Volto de novo meu olhar e meus pensamentos para os números da pandemia no Rio de Janeiro e nas favelas da Maré:

Oficialmente, até 29 de abril, foram confirmados 5.554 casos de coronavírus, com 3.067 recuperados e 456 óbitos na cidade. Já no conjunto de favelas da Maré, até essa data, foram identificados 13 casos, com 4 mortes confirmadas.

No entanto, um levantamento feito pela equipe social da Redes da Maré, a partir das demandas que nos chegam, aponta que num universo de 63 pessoas contatadas: 38 estavam com suspeita de Covid-19, 13 tinham diagnóstico confirmado e 12 haviam falecido em decorrência do vírus. Esses números mostram claramente a subnotificação em relação às mortes por Covid-19. Mais uma vez, estamos diante da falta de seriedade e cuidado com as vidas que são perdidas. Vidas que, para muitos, pouco importam.

 

***

Eliana Sousa Silva nasceu em Serra Branca (PB) e morou na Maré durante 25 anos. É autora do livro Testemunhos da Maré (Aeroplano, 2012) e fundadora da Associação Redes de Desenvolvimento da Maré, da qual é diretora.
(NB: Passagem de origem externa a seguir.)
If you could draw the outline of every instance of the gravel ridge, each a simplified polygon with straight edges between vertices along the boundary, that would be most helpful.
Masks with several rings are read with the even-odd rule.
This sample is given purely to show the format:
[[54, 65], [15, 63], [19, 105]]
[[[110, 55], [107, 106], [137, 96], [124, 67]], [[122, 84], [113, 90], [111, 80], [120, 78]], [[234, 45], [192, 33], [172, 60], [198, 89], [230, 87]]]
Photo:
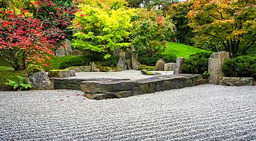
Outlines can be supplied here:
[[0, 140], [256, 140], [256, 86], [205, 84], [98, 101], [82, 95], [0, 92]]

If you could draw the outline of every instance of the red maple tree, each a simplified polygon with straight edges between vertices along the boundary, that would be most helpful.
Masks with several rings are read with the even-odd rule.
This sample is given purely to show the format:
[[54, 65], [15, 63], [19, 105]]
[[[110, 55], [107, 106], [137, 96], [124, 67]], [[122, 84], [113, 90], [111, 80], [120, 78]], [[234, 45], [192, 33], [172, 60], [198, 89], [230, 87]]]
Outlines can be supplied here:
[[15, 11], [2, 14], [9, 17], [0, 20], [0, 55], [3, 59], [15, 70], [24, 70], [30, 62], [47, 66], [55, 41], [44, 34], [42, 23]]

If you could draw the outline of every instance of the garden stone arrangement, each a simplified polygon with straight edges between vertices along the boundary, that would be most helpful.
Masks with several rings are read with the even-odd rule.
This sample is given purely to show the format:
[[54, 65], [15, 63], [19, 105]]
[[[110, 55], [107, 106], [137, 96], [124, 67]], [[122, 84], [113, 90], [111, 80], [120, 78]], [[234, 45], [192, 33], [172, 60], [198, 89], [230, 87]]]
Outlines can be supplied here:
[[[117, 75], [118, 73], [120, 74], [119, 77]], [[127, 73], [129, 74], [127, 75]], [[144, 75], [142, 75], [138, 70], [126, 70], [107, 74], [111, 73], [116, 77], [111, 77], [109, 75], [107, 76], [106, 73], [99, 72], [94, 75], [91, 73], [81, 73], [77, 75], [80, 77], [51, 77], [50, 79], [55, 89], [80, 90], [84, 92], [84, 96], [95, 100], [127, 97], [192, 86], [195, 86], [198, 80], [203, 79], [201, 75], [190, 74], [145, 75], [147, 76], [145, 78]], [[168, 74], [168, 73], [165, 73]], [[169, 72], [169, 74], [172, 74], [172, 72]], [[131, 77], [131, 79], [129, 75], [131, 76], [135, 75], [136, 77]], [[91, 75], [91, 78], [88, 77], [88, 75]]]

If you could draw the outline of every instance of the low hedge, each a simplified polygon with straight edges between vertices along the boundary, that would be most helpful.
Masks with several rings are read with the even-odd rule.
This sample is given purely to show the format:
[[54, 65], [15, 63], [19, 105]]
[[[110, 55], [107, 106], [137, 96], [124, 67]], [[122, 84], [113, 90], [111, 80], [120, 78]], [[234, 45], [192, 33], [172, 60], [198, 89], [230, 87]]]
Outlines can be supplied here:
[[183, 73], [203, 74], [208, 69], [208, 58], [212, 53], [198, 53], [190, 55], [181, 66]]
[[60, 64], [60, 69], [65, 69], [71, 66], [88, 66], [90, 62], [100, 62], [104, 66], [116, 66], [119, 59], [118, 56], [112, 55], [107, 59], [104, 59], [103, 55], [87, 55], [77, 56]]
[[256, 55], [244, 55], [227, 60], [222, 70], [227, 77], [256, 78]]
[[155, 66], [156, 62], [161, 58], [163, 59], [167, 63], [176, 62], [176, 59], [177, 58], [175, 55], [172, 54], [159, 54], [155, 56], [139, 54], [138, 56], [138, 61], [140, 64], [151, 66]]

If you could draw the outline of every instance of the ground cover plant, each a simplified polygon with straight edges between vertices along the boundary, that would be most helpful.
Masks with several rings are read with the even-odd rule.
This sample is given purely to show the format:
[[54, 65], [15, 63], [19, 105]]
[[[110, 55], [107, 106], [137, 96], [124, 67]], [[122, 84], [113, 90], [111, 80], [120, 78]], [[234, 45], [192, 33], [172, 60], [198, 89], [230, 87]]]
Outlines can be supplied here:
[[212, 53], [206, 50], [203, 50], [193, 46], [174, 42], [169, 42], [165, 51], [165, 54], [172, 54], [176, 57], [183, 57], [188, 59], [190, 55], [197, 53]]
[[227, 60], [222, 70], [228, 77], [256, 78], [256, 55], [239, 56]]
[[190, 55], [185, 60], [185, 64], [181, 66], [183, 73], [203, 74], [208, 70], [208, 58], [211, 53], [198, 53]]

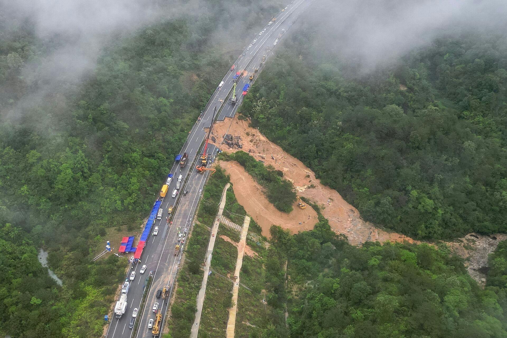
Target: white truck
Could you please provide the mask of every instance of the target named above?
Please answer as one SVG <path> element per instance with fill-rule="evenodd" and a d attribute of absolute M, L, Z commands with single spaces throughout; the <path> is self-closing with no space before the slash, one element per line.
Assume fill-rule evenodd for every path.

A Redes da Maré promove mais de vinte projetos de desenvolvimento local, arte, cultura e educação nos territórios da Maré, com destaque para o Curso Pré-Vestibular Comunitário da Maré, o Programa Criança Petrobras na Maré e o movimento “A Maré que Queremos”, com mobilização social e fórum permanente para debater a melhoria da qualidade de vida nas comunidades da região.

Recebeu diversos prêmios, entre os quais o Empreendedores Sociais, da Ashoka (2000). Atualmente é também consultora do Canal Futura e da Associação Cidade Escola Aprendiz, de São Paulo, e está escrevendo um livro sobre a criação da Redes da Maré, que será publicado pela Zahar.